Home > Articles > Data > SQL Server

SQL Server Reference Guide

Hosted by

Toggle Open Guide Table of ContentsGuide Contents

Close Table of ContentsGuide Contents

Close Table of Contents

Database Objects: Keys

Last updated Mar 28, 2003.

We've been covering quite a bit of ground on database objects, so far, and we'll continue that discussion in this tutorial. We've learned about databases, tables, and table relationships. Along the way, I've briefly mentioned the concepts of keys, but I waited until now to discuss them in depth.

There are two types of keys: Primary and foreign. Both of them can be created when you create the table or after the fact, as long as you don't violate any of the rules I'll show you as we go along.

Let's start at the beginning and talk about primary keys.
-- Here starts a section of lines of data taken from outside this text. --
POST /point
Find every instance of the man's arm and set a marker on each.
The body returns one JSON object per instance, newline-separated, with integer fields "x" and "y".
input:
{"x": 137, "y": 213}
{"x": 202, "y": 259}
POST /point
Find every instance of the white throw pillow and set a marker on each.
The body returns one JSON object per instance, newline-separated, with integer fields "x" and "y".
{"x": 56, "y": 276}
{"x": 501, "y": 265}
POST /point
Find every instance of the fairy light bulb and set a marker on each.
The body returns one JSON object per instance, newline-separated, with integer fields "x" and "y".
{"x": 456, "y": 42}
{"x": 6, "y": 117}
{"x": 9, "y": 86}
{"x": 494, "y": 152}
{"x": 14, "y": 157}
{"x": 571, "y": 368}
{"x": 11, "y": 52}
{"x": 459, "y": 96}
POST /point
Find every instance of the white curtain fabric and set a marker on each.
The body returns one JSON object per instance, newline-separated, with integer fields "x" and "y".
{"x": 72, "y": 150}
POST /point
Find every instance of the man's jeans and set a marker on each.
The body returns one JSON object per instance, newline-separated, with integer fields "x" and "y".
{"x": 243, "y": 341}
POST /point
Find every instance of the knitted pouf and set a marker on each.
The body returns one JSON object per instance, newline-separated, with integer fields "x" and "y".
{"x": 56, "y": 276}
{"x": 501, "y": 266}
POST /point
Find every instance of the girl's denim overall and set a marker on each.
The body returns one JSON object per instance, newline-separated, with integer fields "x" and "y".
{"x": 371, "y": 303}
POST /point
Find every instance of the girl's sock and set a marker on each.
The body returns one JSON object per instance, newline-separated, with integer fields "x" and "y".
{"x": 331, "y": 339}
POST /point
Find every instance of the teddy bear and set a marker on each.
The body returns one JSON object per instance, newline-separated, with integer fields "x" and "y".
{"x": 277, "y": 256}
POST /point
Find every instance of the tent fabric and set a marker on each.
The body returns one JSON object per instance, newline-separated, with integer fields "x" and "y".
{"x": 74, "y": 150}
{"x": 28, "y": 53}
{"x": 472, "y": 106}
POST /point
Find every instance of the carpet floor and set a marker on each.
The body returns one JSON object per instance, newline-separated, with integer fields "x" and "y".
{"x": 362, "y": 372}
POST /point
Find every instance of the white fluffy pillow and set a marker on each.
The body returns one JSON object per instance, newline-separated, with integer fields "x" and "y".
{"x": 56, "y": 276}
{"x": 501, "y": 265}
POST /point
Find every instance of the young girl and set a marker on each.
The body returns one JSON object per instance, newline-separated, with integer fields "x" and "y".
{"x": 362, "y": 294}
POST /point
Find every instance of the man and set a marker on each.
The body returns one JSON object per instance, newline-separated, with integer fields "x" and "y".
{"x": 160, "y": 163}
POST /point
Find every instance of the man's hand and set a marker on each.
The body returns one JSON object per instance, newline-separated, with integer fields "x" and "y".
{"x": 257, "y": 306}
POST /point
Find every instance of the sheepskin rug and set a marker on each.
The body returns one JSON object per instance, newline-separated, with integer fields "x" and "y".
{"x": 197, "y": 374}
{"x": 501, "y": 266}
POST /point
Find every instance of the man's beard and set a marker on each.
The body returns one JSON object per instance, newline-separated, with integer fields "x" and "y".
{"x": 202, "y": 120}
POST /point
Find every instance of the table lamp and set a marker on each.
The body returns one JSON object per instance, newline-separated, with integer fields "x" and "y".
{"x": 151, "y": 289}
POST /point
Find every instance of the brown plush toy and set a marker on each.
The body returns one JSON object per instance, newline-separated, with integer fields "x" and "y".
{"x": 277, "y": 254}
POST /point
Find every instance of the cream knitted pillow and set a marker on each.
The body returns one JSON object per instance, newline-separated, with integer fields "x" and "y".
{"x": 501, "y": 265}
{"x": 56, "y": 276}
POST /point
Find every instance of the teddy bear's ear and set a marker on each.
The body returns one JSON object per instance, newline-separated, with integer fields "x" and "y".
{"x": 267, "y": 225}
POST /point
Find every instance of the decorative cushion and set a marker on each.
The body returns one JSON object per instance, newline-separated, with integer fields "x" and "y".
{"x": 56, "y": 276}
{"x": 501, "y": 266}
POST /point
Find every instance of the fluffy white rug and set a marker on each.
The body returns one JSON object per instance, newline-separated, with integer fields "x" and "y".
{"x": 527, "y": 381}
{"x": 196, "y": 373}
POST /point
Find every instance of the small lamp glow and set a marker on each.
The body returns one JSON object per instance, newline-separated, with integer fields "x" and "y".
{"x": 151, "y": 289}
The concept of a primary key is pretty simple. It's a value or set of values that makes a particular row (or record) in a table unique. A primary key forces something called entity integrity in a table. That means that no duplicate entries are allowed in a database, something I'll cover again later when we talk about table normalization.

The primary key of a table has to be unique, and it also can't be null. Recall from my last tirade about the value null – that many people think "null" contains a blank value, or zero. In fact, the null value is a placeholder; it means that the value isn't known yet. As such, you can see that a null value may or may not make a record unique, since the value isn't known.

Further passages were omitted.